11th Speech in Noise Workshop, 10-11 January 2019, Ghent, BE

Class-like speech audiometry for the clinical evaluation of school aged CI users

Stefanie Krijger(a)
Department of Otorhinolaryngology, Ghent University, Belgium

Ingeborg Dhooge(b)
Department of Otorhinolaryngology, Ghent University and Ghent University Hospital, Belgium

Martine Coene
Language and Hearing Center Amsterdam, Free University Amsterdam, The Netherlands

Paul Govaerts
The Eargroup, Deurne-Antwerp, Belgium

(a) Presenting
(b) Attending

Increasingly more children with cochlear implants (CI's) are being educated in mainstream schools.
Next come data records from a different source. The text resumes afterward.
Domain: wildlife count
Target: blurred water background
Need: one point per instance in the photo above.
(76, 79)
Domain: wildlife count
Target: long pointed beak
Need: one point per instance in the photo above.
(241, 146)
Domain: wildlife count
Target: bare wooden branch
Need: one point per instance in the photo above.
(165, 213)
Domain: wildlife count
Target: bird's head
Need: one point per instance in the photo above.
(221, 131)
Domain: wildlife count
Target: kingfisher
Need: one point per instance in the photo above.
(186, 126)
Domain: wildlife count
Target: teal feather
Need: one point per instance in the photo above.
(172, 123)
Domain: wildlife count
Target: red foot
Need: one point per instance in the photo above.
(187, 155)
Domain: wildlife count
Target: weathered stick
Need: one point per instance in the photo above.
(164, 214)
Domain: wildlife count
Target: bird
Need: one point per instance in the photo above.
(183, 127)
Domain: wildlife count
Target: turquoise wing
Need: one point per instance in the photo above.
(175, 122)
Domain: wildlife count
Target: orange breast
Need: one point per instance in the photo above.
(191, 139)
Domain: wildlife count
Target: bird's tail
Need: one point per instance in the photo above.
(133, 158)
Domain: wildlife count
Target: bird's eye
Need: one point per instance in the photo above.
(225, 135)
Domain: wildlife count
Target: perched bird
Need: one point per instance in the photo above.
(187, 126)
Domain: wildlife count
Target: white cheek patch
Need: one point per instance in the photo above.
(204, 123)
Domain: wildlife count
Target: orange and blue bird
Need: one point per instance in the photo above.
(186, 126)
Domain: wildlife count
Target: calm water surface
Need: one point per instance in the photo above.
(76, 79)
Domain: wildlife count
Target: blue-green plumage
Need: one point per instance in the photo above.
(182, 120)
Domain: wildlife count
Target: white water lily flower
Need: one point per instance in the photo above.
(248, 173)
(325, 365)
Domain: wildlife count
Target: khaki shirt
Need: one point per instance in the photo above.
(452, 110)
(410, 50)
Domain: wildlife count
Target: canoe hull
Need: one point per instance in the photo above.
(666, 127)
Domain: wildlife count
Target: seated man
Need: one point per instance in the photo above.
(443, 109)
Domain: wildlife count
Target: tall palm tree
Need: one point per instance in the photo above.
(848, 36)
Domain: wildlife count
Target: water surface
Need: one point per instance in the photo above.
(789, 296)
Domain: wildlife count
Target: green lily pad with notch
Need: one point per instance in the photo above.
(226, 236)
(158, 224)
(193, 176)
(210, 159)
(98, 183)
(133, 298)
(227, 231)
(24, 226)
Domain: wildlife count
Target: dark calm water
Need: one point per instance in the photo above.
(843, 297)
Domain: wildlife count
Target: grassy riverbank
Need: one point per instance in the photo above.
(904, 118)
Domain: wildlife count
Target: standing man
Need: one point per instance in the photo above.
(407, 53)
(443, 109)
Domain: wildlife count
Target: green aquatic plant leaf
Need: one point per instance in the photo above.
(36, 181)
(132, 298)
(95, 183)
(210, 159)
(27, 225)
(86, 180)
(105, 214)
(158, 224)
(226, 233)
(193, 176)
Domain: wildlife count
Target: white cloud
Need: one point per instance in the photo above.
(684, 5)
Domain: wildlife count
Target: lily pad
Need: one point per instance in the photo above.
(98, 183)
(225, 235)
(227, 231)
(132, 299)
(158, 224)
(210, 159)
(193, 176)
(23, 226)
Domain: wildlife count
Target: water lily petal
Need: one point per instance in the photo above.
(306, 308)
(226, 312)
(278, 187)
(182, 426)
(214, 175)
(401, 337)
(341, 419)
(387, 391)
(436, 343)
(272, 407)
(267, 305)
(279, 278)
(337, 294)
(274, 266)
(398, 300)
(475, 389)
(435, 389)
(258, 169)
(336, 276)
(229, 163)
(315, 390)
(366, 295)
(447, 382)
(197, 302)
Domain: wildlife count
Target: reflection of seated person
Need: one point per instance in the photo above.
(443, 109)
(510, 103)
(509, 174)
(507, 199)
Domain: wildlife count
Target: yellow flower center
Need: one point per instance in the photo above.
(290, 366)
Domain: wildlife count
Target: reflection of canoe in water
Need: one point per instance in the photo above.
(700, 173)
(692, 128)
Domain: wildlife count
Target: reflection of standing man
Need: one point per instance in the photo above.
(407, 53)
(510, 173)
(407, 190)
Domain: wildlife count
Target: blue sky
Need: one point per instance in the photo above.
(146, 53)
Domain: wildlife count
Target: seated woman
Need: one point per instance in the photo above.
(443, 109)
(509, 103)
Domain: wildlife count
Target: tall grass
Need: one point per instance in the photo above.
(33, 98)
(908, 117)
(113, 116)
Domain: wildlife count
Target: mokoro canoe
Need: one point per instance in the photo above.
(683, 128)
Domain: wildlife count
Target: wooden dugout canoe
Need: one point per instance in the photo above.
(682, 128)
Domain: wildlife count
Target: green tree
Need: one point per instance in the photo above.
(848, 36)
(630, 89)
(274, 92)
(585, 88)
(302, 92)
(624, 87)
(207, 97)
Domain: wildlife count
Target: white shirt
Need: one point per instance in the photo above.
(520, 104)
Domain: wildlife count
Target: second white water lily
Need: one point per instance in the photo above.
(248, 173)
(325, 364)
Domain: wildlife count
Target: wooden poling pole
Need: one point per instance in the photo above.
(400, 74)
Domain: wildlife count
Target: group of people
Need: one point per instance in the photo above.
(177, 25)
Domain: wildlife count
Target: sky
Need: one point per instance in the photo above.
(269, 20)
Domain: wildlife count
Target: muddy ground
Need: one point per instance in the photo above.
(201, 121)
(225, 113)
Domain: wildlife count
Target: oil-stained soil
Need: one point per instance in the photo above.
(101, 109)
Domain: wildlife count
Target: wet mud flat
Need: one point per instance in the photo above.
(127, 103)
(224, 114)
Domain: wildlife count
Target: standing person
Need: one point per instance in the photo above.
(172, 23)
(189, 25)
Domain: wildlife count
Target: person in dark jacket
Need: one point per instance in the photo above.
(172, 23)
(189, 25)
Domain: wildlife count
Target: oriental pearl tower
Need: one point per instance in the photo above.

In Belgium, already 45–74% of the deaf students with a CI are enrolled in regular elementary and secondary schools. Speech perception in secondary schools is particularly difficult for CI users due to poor room acoustics, high levels of background noise, complex language and the fact that different courses are taught by different teachers. Despite these challenges affecting CI users in school, clinical evaluation of speech perception is currently administered with easy speech materials in a sound treated room and will therefore not accurately predict the speech performance in class. For this reason a class-like speech audiometry test was developed.

23 children with cochlear implants (mean age =13,7; SD = 1,8) and a control group of 28 normal hearing children participated in this study. A test situation was created in a reverberant room with 5 signal speakers and 6 noise speakers. The signal speakers were positioned as detailed in Valente (2012) to mimick the presence of students and teacher in class (1 meter from the listener, 5 different angels). The noise speakers produced a diffuse multitalker noise field of 65 dBSPL. In a randomized procedure the Linguistically controlled Sentences (LiCoS) (Coene et al., 2016) were administered from the 5 signal speakers with an adaptive procedure to obtain the 50% SRT of each speaker. An additional trial was performed in which speech was presented from all 5 speakers randomly.

Mean SRT’s were calculated for each signal speaker (L1-L5) and for the randomized trial using all speakers (Lrandom). Children with CI scored significantly worse in all conditions compared to their normal hearing peers. A pairwise within subject comparison between the six conditions (one-way repeated measures ANOVA) showed that two conditions were perceived more difficult by the control group (F(2.37, 63.96) = 16.12, p<.05, Bonferroni corrected): L1 (Speaker in front, SRT+3,6 dB) and Lrandom (SRT+5,6 dB). This effect was not found in the CI group. A class-like speech audiometry model was created that accurately mimicked the listening difficulties occurring in typical classrooms. This ecological model can be used in addition to current existing clinical evaluation of speech perception. Further research is necessary to get more insight into the directivity effects and binaural benefits found in this model.